The first figure is global, the second Nothern Hemisphere. Then SH, then tropics.
Given what we’ve all experienced, how can it be true that the Northern Hemisphere was a whole 0.328 degrees hotter than the average for the last 30 years, when they in turn have been the hottest on record?!

Bart
January 6, 2010 10:17 pm

Leif Svalgaard (19:54:18) :
Paul Vaughan (00:34:09) :
“As you increase the bandwidth, you cut more centred-averages off the ends of a series.”
Well, yeah. Obviously. But, that’s just the red line. The gray unfiltered line with the blue data points is there, though, so do you why care? you can just eyeball the unfiltered data and see for yourself where it is going.

Bart
January 6, 2010 10:27 pm

George E. Smith (09:59:18) :
You, too. Yeah, it would bother me if all he presented were the red line.

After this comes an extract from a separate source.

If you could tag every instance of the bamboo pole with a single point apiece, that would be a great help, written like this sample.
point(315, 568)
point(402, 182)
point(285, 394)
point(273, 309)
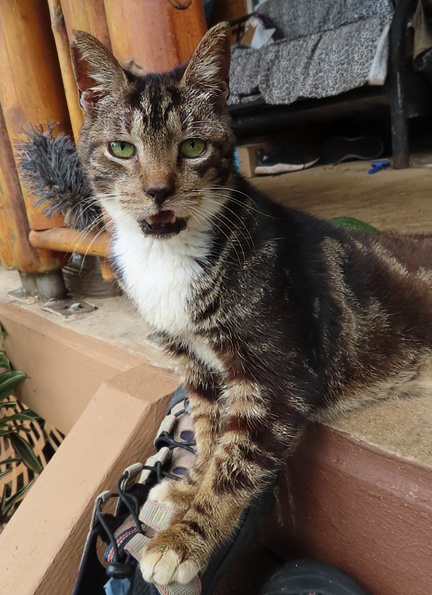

Am I somehow looking at a different graph than anyone else, the one that has a red line and red text which says “running 25 month average” and a gray line with blue dots which clearly shows substantial interannual variability?

savethesharks
January 6, 2010 10:30 pm

David Space (20:17:44) : “This doesn’t seem to make sense. Record cold weather was reported all over the world in December, yet it’s still .28 degrees hotter than the average for the last 30 years – which themselves are among the warmest on record.\
Where exactly has this warm weather occurred?”

And even then…amidst all the cold….leave it to Yahoo the AP to spin it along the following lines:
http://news.yahoo.com/s/ap/20100107/ap_on_sc/sci_big_chill
The headline?? EXPERTS: COLD SNAP DOES NOT DISPROVE GLOBAL WARMING.
I’m sorry….but this is pathetic.
[SORRY GUYS… IT DOESN’T PROVE IT, EITHER!!]
Hahaha……how ridiculous the AP has become on the subject…..
Another reason not to give them the time of day.
Chris
Norfolk, VA, USA

Bart
January 6, 2010 10:40 pm

Paul Vaughan (00:34:09) :
“As you increase the bandwidth, you cut more centred-averages off the ends of a series.”
And, you must have meant “decrease”. When you increase the length of an FIR low pass filter, you most often decrease the frequency bandwidth. Or, if you design it for that purpose, you can keep the bandwidth but increase the attenuation of higher frequencies.
MATLAB has a useful routine in its Signal Processing Toolbox called “filtfilt” which processes the data both backwards and forwards and matching end points so that you get an estimate of what is going on there.

Tom P
January 7, 2010 2:54 am

Baa Humbug (18:19:27) :
“A comprehensive and longer-term
perspective on IPCC predictions, such as
this, suggests that more recent predictions are
not obviously superior in capturing climate
evolution.”
The temperature observations to date do not support this statement. The 1990 IPCC projection obviously overstates the warming whereas the more recent projections are much closer to the observed trend:
http://img13.imageshack.us/img13/811/ipccprojections.png

phlogiston
January 7, 2010 7:16 am

Paul Vaughan
Thanx 4 the useful feedback. In the wikipedia article on the ACW a view is expressed that ACW is linked to ENSO. If so this wd make more meaningful a role in global air temp driving from deep-2-surface ocean heat exchange. At each new el Nino patches of warmer surface water appear in the Pacific to thrill the AGW-ers. Where does this heat come from? Focussed rays of sunlight? – calm down Lief, merely a rhetorical device! No it is deep-2-surface ocean heat exchange. This exchange is clearly emergently osscillatory under the influence of numerous forcings and internal time constants.

January 9, 2010 9:02 am

I have a question I need some help with. I was on a site not long ago that had great info on the sensors taking the satellite measurements and what exactly was the lower troposhpere but unfortunately I have so many links saved I can’t find it again.
How does the lower troposphere readings compare to the surface instruments – should they be trending higher or lower than the so called warming at the surface?
I recall reading that part of the AGW model was that upper atmoshpere temps would go down.
We have a decadal trend on the UAH data of 0.28 and a much larger trend on surface “adjusted” data. I just want to get more background on this and whether that indicates possible fault with the surface data. Thanks for any advice in advance.